The Dalai Lama
From the Preface of the book “The mind of the Guru”, Rajiv Mehrotra.
I believe that extending our understanding of each other’s spiritual practices and traditions can be an enriching experience, because to do so increases our opportunities for mutual respect. Sometimes, too, we encounter something in another tradition that helps us better appreciate something in our own.
In our Buddhist tradition, someone becomes a guru only in relation to a disciple. There is no special authority to qualify someone as a spiritual teacher. You are a teacher because you have students.
From the student’s point of view it is important not to be hurry in choosing someone as your spiritual teacher. To begin with, you should simply regard your teacher as a spiritual friend and closely observe his or her behavior, attitudes and ways of teaching, until you are confident of his or her integrity.

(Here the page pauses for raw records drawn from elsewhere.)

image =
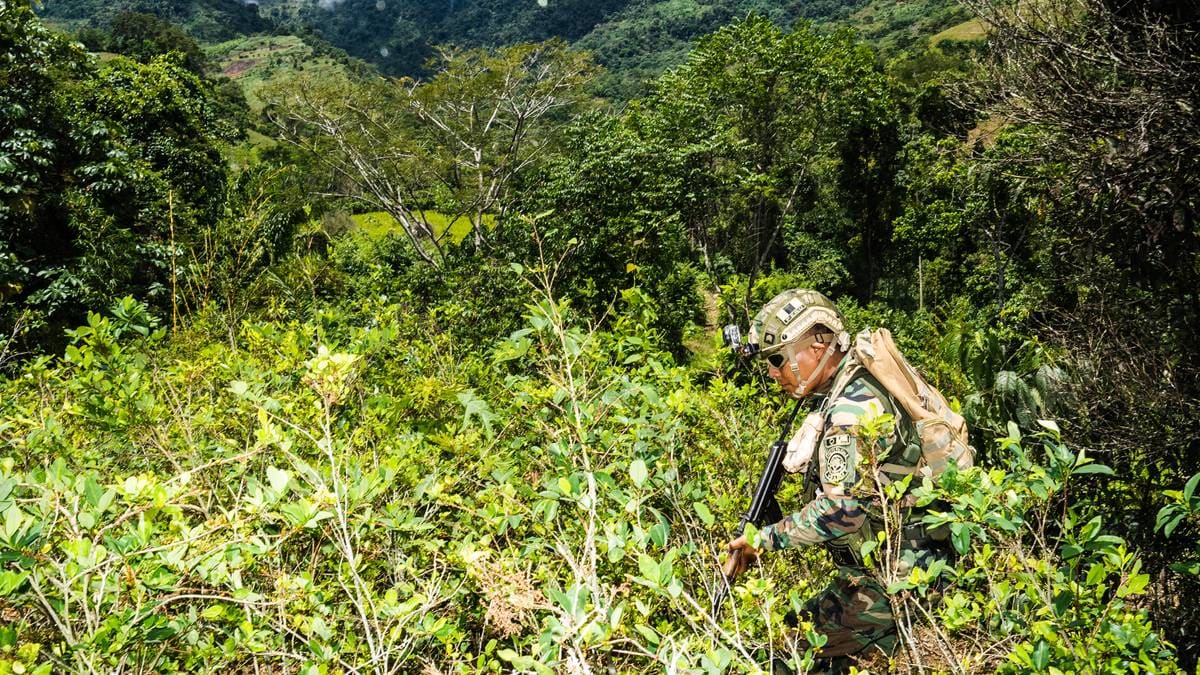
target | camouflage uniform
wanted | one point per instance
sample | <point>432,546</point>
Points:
<point>855,611</point>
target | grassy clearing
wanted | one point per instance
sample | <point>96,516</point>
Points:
<point>378,223</point>
<point>262,60</point>
<point>971,29</point>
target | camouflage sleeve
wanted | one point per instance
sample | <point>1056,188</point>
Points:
<point>821,520</point>
<point>835,512</point>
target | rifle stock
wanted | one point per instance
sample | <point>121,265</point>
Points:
<point>763,506</point>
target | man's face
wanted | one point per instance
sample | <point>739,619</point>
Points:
<point>805,359</point>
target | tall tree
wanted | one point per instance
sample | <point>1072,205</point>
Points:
<point>455,143</point>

Although some of the scriptures appear to advise it, I normally recommend that Buddhist practitioners do not try to view literally every action of their spiritual teacher as divine and noble. The scriptures clearly delineate the specific, demanding qualities that are required of a teacher. But if it should unfortunately occur that the teacher seems to behave in an unacceptable way, it is appropriate for the students to be critical of it.

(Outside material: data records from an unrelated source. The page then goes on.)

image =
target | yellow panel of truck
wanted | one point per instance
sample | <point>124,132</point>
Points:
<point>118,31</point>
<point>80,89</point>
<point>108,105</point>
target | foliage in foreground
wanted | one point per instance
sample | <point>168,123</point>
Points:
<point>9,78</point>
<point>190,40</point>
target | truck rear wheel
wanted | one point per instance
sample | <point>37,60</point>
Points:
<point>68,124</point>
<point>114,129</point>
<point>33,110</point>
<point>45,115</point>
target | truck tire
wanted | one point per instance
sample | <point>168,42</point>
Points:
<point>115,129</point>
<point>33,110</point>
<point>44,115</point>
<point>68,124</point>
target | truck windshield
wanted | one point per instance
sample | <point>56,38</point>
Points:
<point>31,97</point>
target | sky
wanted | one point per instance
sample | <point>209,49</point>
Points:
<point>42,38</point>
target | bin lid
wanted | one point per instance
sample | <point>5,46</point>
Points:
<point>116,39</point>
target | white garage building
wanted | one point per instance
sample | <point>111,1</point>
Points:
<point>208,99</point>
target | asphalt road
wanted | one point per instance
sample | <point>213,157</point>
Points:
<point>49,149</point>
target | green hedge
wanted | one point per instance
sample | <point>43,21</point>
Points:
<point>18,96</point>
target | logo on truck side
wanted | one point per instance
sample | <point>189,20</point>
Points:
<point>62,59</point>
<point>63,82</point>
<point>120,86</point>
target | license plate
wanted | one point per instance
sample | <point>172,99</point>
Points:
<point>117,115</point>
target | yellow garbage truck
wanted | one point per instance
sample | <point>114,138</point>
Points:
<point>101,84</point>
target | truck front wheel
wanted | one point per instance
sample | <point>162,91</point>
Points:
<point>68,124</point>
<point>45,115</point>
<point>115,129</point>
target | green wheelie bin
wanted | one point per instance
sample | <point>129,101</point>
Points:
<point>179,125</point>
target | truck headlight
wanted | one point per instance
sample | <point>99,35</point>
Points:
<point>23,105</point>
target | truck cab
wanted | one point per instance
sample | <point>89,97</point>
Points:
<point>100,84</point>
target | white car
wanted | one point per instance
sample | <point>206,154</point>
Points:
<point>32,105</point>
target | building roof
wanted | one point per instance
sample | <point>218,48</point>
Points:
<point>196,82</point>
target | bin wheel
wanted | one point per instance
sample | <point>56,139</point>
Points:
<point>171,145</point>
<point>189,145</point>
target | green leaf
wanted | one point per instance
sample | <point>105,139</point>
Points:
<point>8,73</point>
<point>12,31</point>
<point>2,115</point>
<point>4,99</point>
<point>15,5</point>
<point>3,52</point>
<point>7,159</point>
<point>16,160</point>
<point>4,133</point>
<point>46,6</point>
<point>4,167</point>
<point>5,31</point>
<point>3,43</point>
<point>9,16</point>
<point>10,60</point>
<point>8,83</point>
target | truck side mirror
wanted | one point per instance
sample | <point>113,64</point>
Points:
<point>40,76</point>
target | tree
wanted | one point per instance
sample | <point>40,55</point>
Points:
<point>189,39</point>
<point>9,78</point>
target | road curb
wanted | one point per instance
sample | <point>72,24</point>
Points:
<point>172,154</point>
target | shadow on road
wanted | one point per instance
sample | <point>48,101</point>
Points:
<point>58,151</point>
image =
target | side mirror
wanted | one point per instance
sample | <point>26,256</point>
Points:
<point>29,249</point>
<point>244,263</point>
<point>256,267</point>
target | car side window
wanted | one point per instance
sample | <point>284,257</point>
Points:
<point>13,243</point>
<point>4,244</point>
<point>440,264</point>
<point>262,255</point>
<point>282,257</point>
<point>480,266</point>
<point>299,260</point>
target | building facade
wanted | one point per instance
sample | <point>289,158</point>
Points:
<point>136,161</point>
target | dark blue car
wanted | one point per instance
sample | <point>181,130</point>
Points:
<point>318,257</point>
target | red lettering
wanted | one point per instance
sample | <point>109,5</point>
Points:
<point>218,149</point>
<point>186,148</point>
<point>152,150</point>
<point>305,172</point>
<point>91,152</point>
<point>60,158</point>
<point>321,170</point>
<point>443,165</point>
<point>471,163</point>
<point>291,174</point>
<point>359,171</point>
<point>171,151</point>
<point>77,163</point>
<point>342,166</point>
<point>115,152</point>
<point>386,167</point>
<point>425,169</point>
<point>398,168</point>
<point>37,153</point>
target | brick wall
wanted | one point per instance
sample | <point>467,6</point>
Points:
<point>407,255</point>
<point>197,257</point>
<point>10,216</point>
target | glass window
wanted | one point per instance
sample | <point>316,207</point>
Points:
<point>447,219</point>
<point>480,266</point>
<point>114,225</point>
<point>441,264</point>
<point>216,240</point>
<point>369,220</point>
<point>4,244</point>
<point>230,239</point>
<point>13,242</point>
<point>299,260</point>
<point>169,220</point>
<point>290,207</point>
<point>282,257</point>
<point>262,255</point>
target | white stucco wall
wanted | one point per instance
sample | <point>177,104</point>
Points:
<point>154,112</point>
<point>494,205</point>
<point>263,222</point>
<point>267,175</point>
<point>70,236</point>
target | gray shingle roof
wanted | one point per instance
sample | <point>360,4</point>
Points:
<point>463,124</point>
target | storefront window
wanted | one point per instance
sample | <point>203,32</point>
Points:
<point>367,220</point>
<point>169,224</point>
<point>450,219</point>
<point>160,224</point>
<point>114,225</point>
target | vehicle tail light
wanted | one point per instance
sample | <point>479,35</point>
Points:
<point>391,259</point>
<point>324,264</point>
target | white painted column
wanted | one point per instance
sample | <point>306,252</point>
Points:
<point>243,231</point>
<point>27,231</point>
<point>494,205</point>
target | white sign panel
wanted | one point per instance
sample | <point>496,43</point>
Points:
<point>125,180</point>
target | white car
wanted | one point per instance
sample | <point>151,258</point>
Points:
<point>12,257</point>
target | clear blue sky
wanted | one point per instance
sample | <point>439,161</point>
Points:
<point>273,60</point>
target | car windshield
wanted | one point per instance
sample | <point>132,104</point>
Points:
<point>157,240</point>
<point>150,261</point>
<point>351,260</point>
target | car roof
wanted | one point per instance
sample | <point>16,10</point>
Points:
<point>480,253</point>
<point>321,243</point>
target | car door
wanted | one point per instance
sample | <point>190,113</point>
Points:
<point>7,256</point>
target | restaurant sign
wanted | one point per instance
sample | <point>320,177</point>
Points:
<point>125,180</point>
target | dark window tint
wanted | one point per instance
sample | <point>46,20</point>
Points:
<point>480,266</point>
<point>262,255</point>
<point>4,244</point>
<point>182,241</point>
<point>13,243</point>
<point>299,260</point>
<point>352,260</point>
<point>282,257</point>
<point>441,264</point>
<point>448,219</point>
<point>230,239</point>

The Buddha advises in the sutras that where the teacher’s behavior is wholesome, you should follow it, but where it is unwholesome, you should not. You do not simply excuse bad conduct because your teacher did it. You should identify what is improper and decide not to follow it.
The tantric texts often mention that all realization comes from the guru. This is true, but it can be understood in two different ways. On the one hand, the guru is the human teacher we interact with; on the other hand, the guru is our own inner wisdom, our own fundamental clarity of mind.
We need the example of someone who, while human like ourselves, has greater knowledge, greater compassion and greater experience than we have. The Tibetan term for guru is ‘lama’ and the connotation of this word for teacher is someone who is the embodiment of knowledge and the embodiment of kindness. The important thing is that when we meet and get to know someone who has these qualities, we find them attractive and aspire to develop them ourselves. The living example this person presents us makes clear that to develop knowledge and kindness is a real possibility. And that, to my mind, is the purpose of the spiritual path.